The 32-year-old immigrant admitted to prosecutors that she lied about the specifics of her whereabouts following the alleged attack, the details of an asylum application and information she put on tax forms, according to documents filed in court Friday by prosecutors.
Meanwhile, in her native Guinea, residents in the nation's capital expressed their support for the alleged victim, despite her tainted testimony.
"Really, you should have sympathy on her," said Mabity Boungoura in the Guinean capital of Conakry. "When you do something bad to a woman, you need to recognize and accept it."
While the case has taken a dramatic turn, it has not been dismissed, Manhattan District Attorney Cy Vance said Friday.
The indictment and charges -- including criminal sexual acts and sexual abuse -- against Strauss-Kahn, 62, still stand, he said.
Strauss-Kahn's lawyers said the alleged victim told "substantial lies about her own background and the facts of this case."
The development is particularly stunning given prior statements by New York authorities, who spoke forcefully about the accuser's credibility.
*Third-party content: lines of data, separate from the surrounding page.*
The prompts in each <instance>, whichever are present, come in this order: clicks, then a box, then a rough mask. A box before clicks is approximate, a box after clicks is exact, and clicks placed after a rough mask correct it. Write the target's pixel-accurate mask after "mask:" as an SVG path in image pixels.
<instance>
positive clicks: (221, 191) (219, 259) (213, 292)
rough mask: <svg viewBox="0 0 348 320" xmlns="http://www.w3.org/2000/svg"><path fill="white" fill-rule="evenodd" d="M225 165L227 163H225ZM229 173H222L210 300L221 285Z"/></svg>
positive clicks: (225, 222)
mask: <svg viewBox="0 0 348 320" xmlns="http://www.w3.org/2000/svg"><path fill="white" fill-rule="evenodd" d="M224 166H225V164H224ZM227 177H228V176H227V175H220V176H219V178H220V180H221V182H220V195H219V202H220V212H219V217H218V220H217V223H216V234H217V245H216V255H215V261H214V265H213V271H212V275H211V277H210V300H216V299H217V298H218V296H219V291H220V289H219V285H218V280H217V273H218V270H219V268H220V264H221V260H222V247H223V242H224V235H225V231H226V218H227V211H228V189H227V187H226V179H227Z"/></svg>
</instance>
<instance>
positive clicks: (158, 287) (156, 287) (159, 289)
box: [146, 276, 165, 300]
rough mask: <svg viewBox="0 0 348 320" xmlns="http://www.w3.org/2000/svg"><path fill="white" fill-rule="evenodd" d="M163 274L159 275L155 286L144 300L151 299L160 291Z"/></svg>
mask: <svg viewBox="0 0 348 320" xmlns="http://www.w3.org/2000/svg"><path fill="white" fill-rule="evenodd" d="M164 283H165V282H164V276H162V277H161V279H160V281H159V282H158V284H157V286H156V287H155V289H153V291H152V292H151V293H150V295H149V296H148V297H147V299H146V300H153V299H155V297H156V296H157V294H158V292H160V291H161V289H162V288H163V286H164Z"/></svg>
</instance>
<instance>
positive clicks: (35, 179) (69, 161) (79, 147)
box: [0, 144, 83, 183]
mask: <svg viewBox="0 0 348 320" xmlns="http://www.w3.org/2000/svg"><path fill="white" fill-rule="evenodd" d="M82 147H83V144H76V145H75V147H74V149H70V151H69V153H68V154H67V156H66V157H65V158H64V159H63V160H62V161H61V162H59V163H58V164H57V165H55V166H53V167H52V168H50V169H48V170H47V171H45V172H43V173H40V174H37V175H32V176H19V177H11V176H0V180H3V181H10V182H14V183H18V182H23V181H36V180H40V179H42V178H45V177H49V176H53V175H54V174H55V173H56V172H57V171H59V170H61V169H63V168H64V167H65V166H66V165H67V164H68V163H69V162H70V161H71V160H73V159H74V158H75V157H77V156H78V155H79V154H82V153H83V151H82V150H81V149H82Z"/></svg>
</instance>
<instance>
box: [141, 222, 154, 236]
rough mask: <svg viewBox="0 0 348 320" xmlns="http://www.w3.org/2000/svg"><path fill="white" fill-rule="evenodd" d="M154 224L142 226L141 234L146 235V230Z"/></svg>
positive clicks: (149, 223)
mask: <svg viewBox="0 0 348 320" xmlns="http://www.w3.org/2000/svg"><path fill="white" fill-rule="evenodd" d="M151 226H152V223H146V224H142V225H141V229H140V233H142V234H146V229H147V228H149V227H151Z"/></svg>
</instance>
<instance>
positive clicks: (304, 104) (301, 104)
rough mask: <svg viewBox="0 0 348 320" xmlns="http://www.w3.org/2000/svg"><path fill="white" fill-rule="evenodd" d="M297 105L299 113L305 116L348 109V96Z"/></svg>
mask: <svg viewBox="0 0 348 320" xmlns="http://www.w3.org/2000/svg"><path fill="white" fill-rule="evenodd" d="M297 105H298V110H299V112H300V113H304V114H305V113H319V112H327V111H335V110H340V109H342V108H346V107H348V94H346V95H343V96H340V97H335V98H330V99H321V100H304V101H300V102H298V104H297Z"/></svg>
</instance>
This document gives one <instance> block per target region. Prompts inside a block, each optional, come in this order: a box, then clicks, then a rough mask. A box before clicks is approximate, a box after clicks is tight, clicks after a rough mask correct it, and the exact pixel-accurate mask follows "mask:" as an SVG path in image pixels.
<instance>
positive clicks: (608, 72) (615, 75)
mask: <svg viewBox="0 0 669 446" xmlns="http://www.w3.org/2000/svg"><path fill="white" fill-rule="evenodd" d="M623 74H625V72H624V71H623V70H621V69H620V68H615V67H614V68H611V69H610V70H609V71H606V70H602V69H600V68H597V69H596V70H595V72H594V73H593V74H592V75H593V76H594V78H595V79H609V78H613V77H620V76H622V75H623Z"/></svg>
It appears to leaves the felony case against Strauss-Kahn seriously undermined, despite DNA evidence of sexual contact recovered from the hotel suite.
The judge said authorities will continue to withhold the French financier's passport, but that he is free to travel in the United States.
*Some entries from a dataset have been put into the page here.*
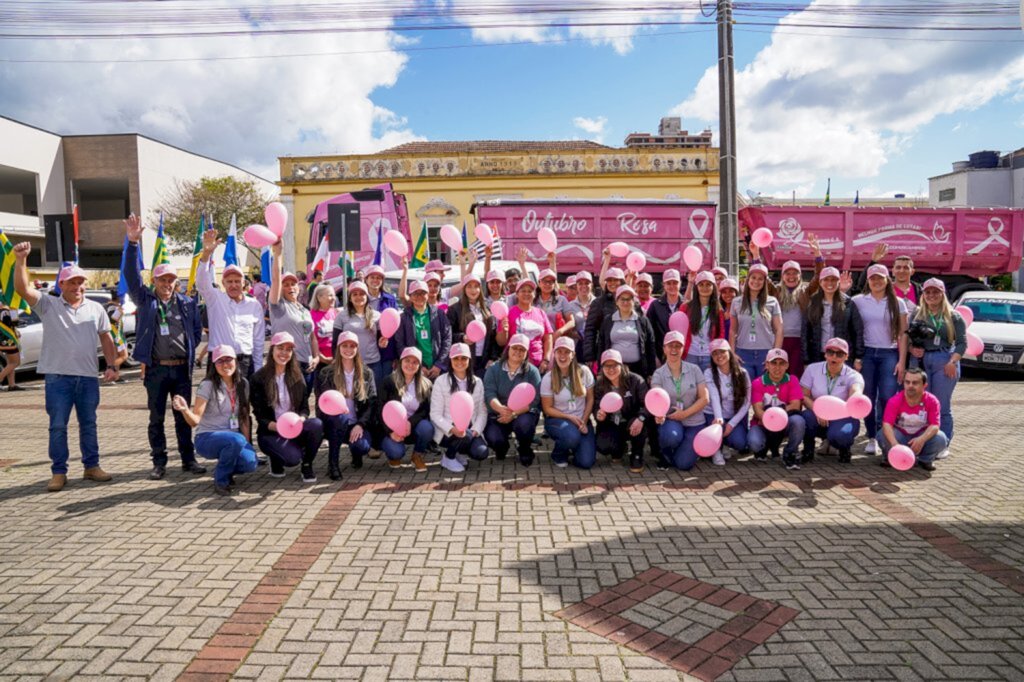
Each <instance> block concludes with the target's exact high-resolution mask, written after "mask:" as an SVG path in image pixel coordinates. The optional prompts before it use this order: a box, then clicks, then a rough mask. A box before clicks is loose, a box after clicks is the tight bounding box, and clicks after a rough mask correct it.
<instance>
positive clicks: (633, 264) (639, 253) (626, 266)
mask: <svg viewBox="0 0 1024 682" xmlns="http://www.w3.org/2000/svg"><path fill="white" fill-rule="evenodd" d="M646 266H647V258H646V257H645V256H644V255H643V254H642V253H639V252H637V251H634V252H633V253H631V254H630V255H629V256H627V257H626V267H628V268H630V269H631V270H633V271H634V272H643V268H644V267H646Z"/></svg>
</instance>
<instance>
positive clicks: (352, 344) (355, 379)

Prosecutors said Friday that the woman admitted to lying in her application for asylum in the United States, claiming she had been a victim of a gang rape. She cried when she first told prosecutors about the rape, but in a subsequent interview admitted it never occurred.
In angry remarks delivered outside the courthouse, the woman's attorney, Kenneth Thompson, admitted problems with his client's credibility, but the bottom line, he said, is that she was attacked.
"That was true the day it happened and it is true today," he said, describing in chilling detail the account the woman gave of her attack and the bruising on her body.
"She has described that sexual assault many times to the prosecutors and to me. And she has never once changed a single thing about that account."